Centre for International and Defence Policy

Centre for International and Defence Policy
Centre for International and Defence Policy

“Canada 'slightly delinquent' on defence spending, Trump says at NATO gathering”

Murray Brewster, CBC Online
3 December 2019 (link to the complete article)


Canada is "slightly delinquent" when it comes to meeting NATO's target for spending on defence, U.S. President Donald Trump said Tuesday on the eve of the military alliance's 70th anniversary celebrations.

He seemed ready to go easy on Ottawa, however — telling journalists in a wide-ranging news conference with Prime Minister Justin Trudeau this morning that he's confident Canada will boost its military spending.

Trump has demanded that all NATO allies meet the benchmark of spending two per cent of their gross domestic product on the military.

At one point during his media event with Trudeau this morning, Trump asked the prime minister directly how close Canada is to meeting that goal. The prime minister initially deflected the question before Trump asked a second time.

That led to an awkward exchange among the Canadian officials in attendance, who rattled off numbers until Trudeau settled on 1.4 per cent of GDP — the goal the Liberal government hopes to reach in 2024-25.

Despite the fuzzy math, Trump seemed satisfied.

"They're getting up to a level that's quite acceptable," he said. "They're under two per cent obviously, but they're going up."

The last batch of NATO figures put Canada's contribution at 1.27 per cent of GDP, but federal officials say the calculation was recently revised and now sits at 1.31 per cent.

Trump once again raised the spectre of the United States not defending allies who don't meet the benchmark, but later said he might instead retaliate against the countries he described as "delinquent" through trade measures.

Some NATO leaders have openly questioned the future of the 70-year-old military alliance, with Macron saying it is suffering "brain death."

"This alliance at 70 is extremely important to Canada and to people around the world, and we're going to continue to be dedicated to it," said Trudeau.
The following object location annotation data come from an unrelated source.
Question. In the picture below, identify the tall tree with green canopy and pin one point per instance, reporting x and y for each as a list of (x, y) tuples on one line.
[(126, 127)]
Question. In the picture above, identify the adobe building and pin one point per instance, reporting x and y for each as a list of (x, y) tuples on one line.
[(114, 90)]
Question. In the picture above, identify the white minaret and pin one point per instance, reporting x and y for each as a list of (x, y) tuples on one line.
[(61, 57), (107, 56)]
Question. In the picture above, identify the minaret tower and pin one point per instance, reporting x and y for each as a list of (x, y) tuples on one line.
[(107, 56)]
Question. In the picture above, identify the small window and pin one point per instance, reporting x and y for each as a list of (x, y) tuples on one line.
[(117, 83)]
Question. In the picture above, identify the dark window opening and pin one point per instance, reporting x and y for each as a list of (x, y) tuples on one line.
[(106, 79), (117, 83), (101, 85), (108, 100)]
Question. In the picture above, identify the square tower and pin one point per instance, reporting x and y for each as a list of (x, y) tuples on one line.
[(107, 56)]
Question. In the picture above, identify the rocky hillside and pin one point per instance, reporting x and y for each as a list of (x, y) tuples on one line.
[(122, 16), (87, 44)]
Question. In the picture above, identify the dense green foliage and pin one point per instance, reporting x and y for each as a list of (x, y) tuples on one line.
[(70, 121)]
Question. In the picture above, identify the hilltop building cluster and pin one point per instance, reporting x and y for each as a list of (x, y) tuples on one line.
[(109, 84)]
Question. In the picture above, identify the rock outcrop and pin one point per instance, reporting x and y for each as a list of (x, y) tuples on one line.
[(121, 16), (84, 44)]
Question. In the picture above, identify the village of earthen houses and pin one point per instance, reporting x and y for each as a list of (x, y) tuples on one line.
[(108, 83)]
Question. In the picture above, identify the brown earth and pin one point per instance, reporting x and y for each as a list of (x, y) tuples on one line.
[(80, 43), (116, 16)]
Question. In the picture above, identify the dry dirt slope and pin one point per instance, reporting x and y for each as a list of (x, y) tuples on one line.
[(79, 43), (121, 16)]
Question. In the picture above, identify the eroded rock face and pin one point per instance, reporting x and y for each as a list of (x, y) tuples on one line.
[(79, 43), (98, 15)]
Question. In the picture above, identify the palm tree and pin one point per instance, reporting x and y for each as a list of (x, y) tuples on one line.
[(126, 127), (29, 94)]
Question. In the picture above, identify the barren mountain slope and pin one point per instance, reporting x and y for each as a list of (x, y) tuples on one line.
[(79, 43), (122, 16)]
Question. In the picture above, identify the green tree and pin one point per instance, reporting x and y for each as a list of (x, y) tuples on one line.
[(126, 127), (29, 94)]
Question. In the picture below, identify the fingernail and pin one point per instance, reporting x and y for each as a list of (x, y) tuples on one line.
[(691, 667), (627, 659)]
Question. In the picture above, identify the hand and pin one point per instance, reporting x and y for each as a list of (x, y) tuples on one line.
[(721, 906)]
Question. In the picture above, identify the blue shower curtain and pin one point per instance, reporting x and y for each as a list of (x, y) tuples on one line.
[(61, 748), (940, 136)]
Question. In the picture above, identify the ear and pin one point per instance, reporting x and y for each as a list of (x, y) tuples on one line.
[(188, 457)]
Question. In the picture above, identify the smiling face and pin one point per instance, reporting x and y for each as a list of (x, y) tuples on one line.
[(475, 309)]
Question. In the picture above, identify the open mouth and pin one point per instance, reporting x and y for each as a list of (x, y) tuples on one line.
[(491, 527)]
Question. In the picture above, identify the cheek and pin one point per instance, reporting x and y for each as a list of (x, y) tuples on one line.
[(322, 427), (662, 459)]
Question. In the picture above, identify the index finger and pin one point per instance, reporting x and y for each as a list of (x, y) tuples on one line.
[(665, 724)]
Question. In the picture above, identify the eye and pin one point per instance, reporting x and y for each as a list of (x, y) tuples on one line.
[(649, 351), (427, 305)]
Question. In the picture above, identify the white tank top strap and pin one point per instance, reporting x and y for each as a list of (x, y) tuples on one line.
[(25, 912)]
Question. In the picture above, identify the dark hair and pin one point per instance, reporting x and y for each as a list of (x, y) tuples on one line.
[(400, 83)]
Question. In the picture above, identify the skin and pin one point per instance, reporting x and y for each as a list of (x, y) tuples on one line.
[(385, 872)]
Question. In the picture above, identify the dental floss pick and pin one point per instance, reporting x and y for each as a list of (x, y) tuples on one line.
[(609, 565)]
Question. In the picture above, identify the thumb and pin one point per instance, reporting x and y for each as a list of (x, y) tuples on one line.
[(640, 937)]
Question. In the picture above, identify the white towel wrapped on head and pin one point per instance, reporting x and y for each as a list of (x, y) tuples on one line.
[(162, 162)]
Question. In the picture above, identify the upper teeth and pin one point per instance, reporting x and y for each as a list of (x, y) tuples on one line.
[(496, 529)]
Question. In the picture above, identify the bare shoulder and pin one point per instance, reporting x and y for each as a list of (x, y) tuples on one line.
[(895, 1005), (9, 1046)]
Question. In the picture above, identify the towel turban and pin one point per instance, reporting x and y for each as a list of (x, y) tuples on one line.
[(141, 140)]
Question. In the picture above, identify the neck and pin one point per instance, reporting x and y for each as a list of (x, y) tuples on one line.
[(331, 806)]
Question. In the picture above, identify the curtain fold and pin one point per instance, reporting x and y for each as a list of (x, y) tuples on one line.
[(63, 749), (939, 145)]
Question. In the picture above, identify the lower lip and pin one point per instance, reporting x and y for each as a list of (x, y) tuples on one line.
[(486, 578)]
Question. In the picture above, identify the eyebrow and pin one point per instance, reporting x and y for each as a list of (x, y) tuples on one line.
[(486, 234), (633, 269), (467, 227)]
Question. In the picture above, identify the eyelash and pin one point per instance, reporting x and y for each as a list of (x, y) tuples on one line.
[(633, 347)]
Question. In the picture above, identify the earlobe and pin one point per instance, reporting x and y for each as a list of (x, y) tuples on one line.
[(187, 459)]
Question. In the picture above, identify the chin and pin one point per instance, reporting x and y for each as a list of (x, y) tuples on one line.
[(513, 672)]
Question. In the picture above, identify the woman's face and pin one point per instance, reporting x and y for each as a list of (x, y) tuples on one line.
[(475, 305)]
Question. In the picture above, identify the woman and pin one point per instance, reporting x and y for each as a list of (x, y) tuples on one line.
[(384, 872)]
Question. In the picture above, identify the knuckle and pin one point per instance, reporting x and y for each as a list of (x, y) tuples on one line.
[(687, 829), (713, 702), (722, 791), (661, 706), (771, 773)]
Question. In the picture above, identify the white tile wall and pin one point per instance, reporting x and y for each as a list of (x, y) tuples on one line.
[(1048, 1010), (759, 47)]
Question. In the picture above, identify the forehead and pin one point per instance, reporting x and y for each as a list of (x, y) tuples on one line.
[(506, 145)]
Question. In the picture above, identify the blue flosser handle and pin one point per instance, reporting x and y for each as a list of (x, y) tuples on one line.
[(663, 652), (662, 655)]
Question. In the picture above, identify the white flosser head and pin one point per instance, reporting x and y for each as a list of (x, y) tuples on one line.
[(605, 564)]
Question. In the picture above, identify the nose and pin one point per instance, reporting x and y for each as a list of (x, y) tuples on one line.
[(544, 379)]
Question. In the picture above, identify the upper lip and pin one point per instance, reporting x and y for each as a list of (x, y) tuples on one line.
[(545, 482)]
“NATO has always had to adapt to the changing security environment... What is significant about this leaders' meeting in London is that China is featuring on the agenda for the first time.”

said Stéfanie von Hlatky, an associate professor of political science and international affairs at Queen's University.

"There was a big adaptation with the end of the Cold War. NATO kind of reinvented itself from a traditional military alliance into an international security organization."

After the 9/11 attacks in New York and Washington, and throughout the so-called war on terror, NATO had to reinvent itself again.

"Now I think NATO has to deal with the rise of China," von Hlatky said. "What is significant about this leaders' meeting in London is that China is featuring on the agenda for the first time."